Cover Story: VMware's Maritz Aims To Run The Table In Cloud


 

VMware is gaining momentum in leading its traditional channel into the cloud, but there's another barrier: legacy enterprise applications. Maritz has pointed to older application code as the most formidable obstacle standing in the way of customers' cloud migration. Cloud Foundry, the open-source Platform-as-a-Service VMware unveiled in April, is a bid to become the PaaS of choice for developers to rewrite older apps so they'll run well on private clouds.

VMware is piloting a commercial multitenant public cloud PaaS service that's slated for launch in the first half of 2012 and is leading an open-source Cloud Foundry project under the Apache 2 license. Cloud Foundry reflects its belief that the popularity of programming frameworks like Spring, Ruby and Node.js will continue to grow.

"Our view is that there's a new generation of developers who will be building a new generation of applications, and we're trying to accommodate them on our platform and also have the business opportunity," Maritz said.

Cloud Foundry is based on technology gained from VMware's 2009 acquisition of SpringSource, and it includes the collaboration of Mark Lucovsky, technical director, and Derek Collison, chief architect of the Cloud Services division, both of whom VMware recruited from Google.

"Our view is inevitably someone would do something like Cloud Foundry, so rather than wait for it to happen and have to react to it, we're putting our hat in the ring and pre-emptively offering something there,"said Maritz.

The challenge VMware faces with Cloud Foundry is that, for the most part, its traditional channel doesn't have in-house development expertise. "The only partners doing Cloud Foundry are super-high-end, and it will take awhile before it gets down to the level where everyone can adopt it," said one VMware partner, who requested anonymity. "We're looking for VMware to wean the market and show us how to monetize Cloud Foundry.

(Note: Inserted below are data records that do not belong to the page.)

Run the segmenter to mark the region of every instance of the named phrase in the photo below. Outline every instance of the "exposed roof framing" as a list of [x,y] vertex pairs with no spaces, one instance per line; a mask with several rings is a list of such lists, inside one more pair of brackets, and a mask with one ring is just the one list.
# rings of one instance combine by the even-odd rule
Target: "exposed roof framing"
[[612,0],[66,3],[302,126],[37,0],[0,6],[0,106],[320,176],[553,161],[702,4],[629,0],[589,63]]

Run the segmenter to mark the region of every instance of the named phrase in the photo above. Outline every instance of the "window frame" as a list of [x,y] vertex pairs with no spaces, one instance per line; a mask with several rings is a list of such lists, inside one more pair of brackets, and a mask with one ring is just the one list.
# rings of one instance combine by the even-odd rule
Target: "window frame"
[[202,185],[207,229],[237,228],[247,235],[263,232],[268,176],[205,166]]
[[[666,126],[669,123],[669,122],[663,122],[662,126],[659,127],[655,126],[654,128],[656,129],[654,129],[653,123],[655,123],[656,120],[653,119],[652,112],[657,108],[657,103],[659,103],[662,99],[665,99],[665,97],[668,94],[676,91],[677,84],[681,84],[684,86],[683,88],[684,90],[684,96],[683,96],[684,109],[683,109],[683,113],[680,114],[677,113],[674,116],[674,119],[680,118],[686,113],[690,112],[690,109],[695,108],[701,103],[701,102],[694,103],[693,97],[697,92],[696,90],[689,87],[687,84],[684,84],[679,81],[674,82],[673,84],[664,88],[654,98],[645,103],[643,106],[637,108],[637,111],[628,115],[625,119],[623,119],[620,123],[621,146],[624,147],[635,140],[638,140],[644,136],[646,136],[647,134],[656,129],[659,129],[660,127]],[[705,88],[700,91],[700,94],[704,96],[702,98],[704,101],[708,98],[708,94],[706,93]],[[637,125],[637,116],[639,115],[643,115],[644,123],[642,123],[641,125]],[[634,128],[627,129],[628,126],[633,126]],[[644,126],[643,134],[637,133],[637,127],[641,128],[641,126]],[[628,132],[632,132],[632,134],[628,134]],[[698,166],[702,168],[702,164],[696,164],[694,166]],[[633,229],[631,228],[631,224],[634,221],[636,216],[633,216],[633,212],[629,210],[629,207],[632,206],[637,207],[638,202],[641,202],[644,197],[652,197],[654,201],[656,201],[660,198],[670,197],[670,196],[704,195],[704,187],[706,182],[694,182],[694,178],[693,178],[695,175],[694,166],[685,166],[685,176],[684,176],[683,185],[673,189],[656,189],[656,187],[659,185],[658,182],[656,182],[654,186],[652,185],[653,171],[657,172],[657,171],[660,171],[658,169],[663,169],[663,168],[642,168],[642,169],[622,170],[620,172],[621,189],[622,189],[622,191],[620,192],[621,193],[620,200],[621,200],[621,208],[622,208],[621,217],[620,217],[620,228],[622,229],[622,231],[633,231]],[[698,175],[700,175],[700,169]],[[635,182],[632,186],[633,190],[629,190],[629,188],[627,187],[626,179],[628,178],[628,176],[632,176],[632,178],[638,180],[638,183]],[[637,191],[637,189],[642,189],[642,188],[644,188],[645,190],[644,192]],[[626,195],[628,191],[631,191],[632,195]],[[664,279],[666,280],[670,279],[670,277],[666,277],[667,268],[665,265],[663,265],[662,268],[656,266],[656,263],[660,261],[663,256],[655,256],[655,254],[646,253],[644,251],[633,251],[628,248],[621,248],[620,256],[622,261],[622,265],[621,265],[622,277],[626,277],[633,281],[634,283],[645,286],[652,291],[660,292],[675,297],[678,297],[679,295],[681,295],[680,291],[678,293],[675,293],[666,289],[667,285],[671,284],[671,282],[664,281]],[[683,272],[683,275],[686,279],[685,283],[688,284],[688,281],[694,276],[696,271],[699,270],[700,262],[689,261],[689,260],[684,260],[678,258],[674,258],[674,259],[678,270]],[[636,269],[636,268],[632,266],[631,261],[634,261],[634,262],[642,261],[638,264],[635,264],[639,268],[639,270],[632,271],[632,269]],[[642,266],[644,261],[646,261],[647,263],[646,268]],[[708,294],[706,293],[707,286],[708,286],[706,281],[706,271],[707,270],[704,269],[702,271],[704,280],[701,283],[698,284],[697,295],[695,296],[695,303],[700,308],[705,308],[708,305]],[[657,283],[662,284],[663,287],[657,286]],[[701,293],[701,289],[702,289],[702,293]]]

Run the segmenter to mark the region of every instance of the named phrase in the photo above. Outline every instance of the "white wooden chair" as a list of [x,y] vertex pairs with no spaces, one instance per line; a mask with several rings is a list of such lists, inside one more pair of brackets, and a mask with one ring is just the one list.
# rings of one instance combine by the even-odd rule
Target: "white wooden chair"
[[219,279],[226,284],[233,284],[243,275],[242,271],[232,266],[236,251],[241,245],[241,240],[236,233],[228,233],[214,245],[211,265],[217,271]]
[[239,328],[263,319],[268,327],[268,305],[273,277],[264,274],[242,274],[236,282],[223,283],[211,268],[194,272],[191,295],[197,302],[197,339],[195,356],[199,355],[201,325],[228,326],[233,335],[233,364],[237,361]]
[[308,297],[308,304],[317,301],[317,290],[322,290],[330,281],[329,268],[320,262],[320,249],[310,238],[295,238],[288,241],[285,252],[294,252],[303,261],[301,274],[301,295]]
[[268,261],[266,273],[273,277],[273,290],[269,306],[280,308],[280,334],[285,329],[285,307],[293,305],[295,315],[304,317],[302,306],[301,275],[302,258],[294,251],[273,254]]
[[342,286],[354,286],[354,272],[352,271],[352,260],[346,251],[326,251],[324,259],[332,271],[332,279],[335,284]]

They're able to explain how it works for them, but so far they're not able to explain how it's going to work for me."

Eschenbach expects Cloud Foundry to appeal to VMware partners with cloud infrastructure expertise that are ready to take the next step into app development. But he acknowledged that Cloud Foundry will be driven, at least in part, by partners with which VMware hasn't worked in the past.

In the end, Maritz believes that VMware's track record with virtualization can help convince customers and partners that despite the uncertainty over moving to the cloud, it's a decision they won't regret.

"This is an issue that we increasingly have to come to grips with as we talk to our customers and explain to them that there are different ways to think about this. My sense is that cloud is where virtualization was four or five years ago. We're going to see the same cycle play through," he said.